BPt.Dataset.set_test_split#

Dataset.set_test_split(size=None, subjects=None, cv_strategy=None, random_state=None, inplace=False)[source]#
Defines a set of subjects to be reserved as test subjects. This method includes utilities for either defining a new test split, or loading an existing one.
This method applies the passed parameters in order define a test set which is stored in the current Dataset.
Parameters
sizefloat, int or None, optional
This parameter represents the size of the train/test split to apply. If passed a floating type, this parameter should be between 0.0 and 1.0, and it will specify the proportion / percent of the data to bet set in the train/test split. If passed as an integer type, this value will be intrpetted as the absolute number of subjects to be set in the train/test split.
Note that either this parameter or subjects should be used, not both as they define different behaviors. Keep as default = None if using subjects.
default = None
subjectsSubjects, optional
This parameter can be optionally used instead of size in the case that a specific set of subjects should be used to define the split.
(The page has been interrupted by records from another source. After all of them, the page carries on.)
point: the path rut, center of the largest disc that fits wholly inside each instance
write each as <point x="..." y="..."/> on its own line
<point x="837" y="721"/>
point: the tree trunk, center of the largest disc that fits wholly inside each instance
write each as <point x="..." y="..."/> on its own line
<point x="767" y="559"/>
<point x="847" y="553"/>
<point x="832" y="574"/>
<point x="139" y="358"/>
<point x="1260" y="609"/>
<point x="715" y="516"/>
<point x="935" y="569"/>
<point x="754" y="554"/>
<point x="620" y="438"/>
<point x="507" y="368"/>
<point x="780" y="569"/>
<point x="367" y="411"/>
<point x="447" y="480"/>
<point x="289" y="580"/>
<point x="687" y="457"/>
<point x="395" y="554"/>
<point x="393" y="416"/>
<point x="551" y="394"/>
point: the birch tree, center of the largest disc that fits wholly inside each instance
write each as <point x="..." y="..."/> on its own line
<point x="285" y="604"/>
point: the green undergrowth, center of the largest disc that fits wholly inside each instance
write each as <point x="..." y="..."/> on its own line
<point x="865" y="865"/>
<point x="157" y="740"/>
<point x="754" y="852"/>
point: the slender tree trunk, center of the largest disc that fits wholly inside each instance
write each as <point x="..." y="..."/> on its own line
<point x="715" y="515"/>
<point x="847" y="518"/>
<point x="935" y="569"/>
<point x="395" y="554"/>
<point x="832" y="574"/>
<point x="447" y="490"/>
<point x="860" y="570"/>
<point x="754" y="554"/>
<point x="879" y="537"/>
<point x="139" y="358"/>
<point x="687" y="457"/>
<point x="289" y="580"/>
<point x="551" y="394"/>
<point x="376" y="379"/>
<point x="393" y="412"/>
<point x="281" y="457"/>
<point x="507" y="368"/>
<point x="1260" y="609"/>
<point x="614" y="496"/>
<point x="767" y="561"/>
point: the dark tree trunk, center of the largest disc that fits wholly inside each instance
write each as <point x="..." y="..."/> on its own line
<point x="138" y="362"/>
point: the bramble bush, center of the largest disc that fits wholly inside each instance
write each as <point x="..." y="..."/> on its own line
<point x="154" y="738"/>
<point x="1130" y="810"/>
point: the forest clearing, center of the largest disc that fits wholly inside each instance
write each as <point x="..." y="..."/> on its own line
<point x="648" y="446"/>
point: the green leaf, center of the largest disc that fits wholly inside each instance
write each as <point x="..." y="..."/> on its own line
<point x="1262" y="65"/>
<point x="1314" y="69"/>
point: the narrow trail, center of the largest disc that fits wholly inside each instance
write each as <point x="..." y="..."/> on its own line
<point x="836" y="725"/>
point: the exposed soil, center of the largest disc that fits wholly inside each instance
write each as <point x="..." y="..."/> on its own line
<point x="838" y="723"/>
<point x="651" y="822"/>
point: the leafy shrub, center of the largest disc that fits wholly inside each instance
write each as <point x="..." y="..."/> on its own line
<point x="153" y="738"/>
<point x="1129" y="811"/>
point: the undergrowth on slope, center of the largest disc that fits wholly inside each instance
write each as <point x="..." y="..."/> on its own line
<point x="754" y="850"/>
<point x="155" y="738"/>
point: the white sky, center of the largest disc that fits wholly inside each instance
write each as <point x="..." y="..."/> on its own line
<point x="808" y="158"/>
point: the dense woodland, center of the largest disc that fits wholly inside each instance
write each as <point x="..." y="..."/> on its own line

This argument can accept any valid Subjects style input. Explicitly, either this parameter or size should be used, not both as they define different behaviors.
In the case that additional subjects are specified here, i.e., ones not loaded in the current Dataset, they will be simply be ignored, and the functional splits set to the overlap of passed subjects with loaded subjects. valid subjects.
default = None
cv_strategyNone or CVStrategy, optional

This parameter is only relevant when size is used, i.e., a new split is defined (and subjects is not used). In this case, an instance of CVStrategy defining any validation behavior the train/test split should be performed according to should be passed - or left as None (the default), which will use random splits. This parameter is typically used to define behavior like making sure the same distribution of target variable is present in both folds, or that members of the same family are preserved across folds.

default = None
random_stateint or None, optional

This parameter is only relevant when size is used, i.e., a new split is defined (and subjects is not used). In this case, this parameter represents the random state in which the split should be performed according to. Random states allow for reproducing the same train/test splits across different runs if given the same input Dataset. If left as None, the train/test split will be performed with just a random random seed (that is to say a different random state each time the function is called.)

default = None
inplacebool, optional

If True, perform the current function inplace and return None.

default = False

See also

set_train_split

Apply a train/test split but via specifying which subjects are training subjects.

test_split

Apply a test split returning two separate Train and Test Datasets.

save_test_split

Save the test subjects from a split to a text file.

Examples

In [1]: import BPt as bp

# Load example data
In [2]: data = bp.read_pickle('data/example1.dataset')

In [3]: data
Out[3]: 
  animals  numbers
0   'cat'      1.0
1   'cat'      2.0
2   'dog'      1.0
3   'dog'      2.0
4   'elk'      NaN

In [4]: data.set_test_split(size=.6, inplace=True)
Performing test split on: 5 subjects.
random_state: None
Test split size: 0.6

Performed train/test split
Train size: 2
Test size:  3

In [5]: data.train_subjects
Out[5]: Int64Index([1, 2], dtype='int64')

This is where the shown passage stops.